Опер. Девочка на спор
Шрифт:
И обувь. Конечно же обувь. Плоская подошва, закрытый нос, чтобы в случае чего, было удобно бежать или обороняться.
Подол юбки касается пола в подъезде. Приподнимаю легкую ткань и спускаюсь к такси. Грустно смотрю на припаркованный у подъезда байк, пока он не скрывается из виду. Заламывая пальцы, пытаюсь прикинуть сценарий сегодняшнего дня, чтобы нигде не проколоться.
— Я работаю в частной художественной школе. Преподаю детям дошкольного и школьного возраста, — проговариваю себе под нос.
— Что? — спрашивает таксист, сворачивая во двор,
На следующий же день, после дня рождения съехала от родителей и тайно поступила в Академию МВД.
— Нет, ничего, — качаю головой. — Вот этот подъезд, — указываю мужчине.

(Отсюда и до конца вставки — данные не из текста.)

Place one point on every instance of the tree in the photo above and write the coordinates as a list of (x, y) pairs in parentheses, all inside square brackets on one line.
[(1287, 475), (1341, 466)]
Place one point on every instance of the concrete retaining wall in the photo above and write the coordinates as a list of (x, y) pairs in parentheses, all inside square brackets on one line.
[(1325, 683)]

Он останавливается. Благодарно киваю и придерживая платье, выхожу на улицу. Еще один вдох. Поднимаю взгляд, пробегаясь по этажам. Побеленные стены с бирюзовыми фрагментами, всегда чистые, светлые подъезды с цветами на подоконниках. Квартиры в этих домах когда-то давали научным и культурным работникам. Моим родителям она перешла от бабушки. Я проводила здесь каникулы, а потом ее сдавали квартирантам.
Здесь сплошь и рядом профессора, музыканты, художники или актеры, часто непризнанные, но это не имеет значения.

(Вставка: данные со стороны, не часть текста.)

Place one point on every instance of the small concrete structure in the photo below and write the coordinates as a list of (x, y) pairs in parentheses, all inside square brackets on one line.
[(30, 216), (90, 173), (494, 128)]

Нервно улыбнувшись, поднимаюсь к нашей квартире. Дверь все та же, кнопка звонка, как в моем детстве. Сейчас скорее всего открыто, меня ждут. Дёрнув за ручку, убеждаюсь в своей правоте.
Перешагиваю через порог. Во рту снова пересыхает. Последний звонок до начала спектакля и…
— Ивушка приехала! — восклицает мама, услышавшая, что я вошла. Раскинув руки, идет обниматься. — Моя девочка, — касается щеки. — Тебе так идет это платье, — искренне восхищается она, с сожалением глядя на короткие волосы. — Пойдем скорее, тётя Валя очень хочет на тебя посмотреть.
А я на нее не очень. Не самая приятная и тактичная женщина в окружении родителей.
Вхожу в просторную гостиную. Здесь за много лет тоже ничего не изменилось, разве что за исключением дивана, стола и пары кресел. К ним время оказалось безжалостным.
— Здравствуйте, — тихо приветствую тётку.
— Ива, — она оглядывает меня критически. — Зря не отращиваешь волосы. Это достоинство и красота женщины. Что за мода сейчас? — вздыхает она. — Делать из себя нечто неопределенного пола. Если бы не платье, сзади я могла бы подумать, что передо мной мальчик.
— Зачем ты так, Валь, — вступается мама. — Ей идет.
— Я не говорю, что не идет. Хороший, смазливый мальчик, — хохочет, считая, что остроумно пошутила.
— Привет, пап, — машу рукой часто молчаливому преподавателю истории в профильном столичном университете.
Мама же у меня скорее творческая личность. Раньше она служила в театре, а сейчас работает экскурсоводом по историческим и культурным местам Москвы.
А кто же я?
Переступая порог этого дома, я — хорошая девочка, послушная, правильная, пережившая трагедию, проработавшая её с психологом еще много лет назад и научившаяся жить дальше.
Они правда совсем ничего обо мне не знают. Мама любит хвастаться моим дипломом из педагогического, даже не догадываясь, что он был куплен через ребят, с которыми я училась в Академии.
— Как там твои детки, Ивушка? — спрашивает мама, разливая по чашкам чай.
— Какие? — подтормаживаю я.
— Ученики, — улыбается она.
— А, да, точно, — смеюсь, держа ладони на коленях и выпрямив спину. — Все хорошо. Талантливые малыши, — сочиняю на ходу.
— Покажешь нам их работы? Я так люблю смотреть, как рисуют детки, — просит мама.
— Ну, мам, я же приехала отдыхать. Давай не будем о работе, — прошу ее.
— Ива, у тебя кто-то есть? — начинается бесцеремонное вторжение тёти Вали. — Мужчина, я имею ввиду.
— Есть, — киваю ей. — Тагир.
— Тагир? — перекашивает тётю. — Кто он по национальности?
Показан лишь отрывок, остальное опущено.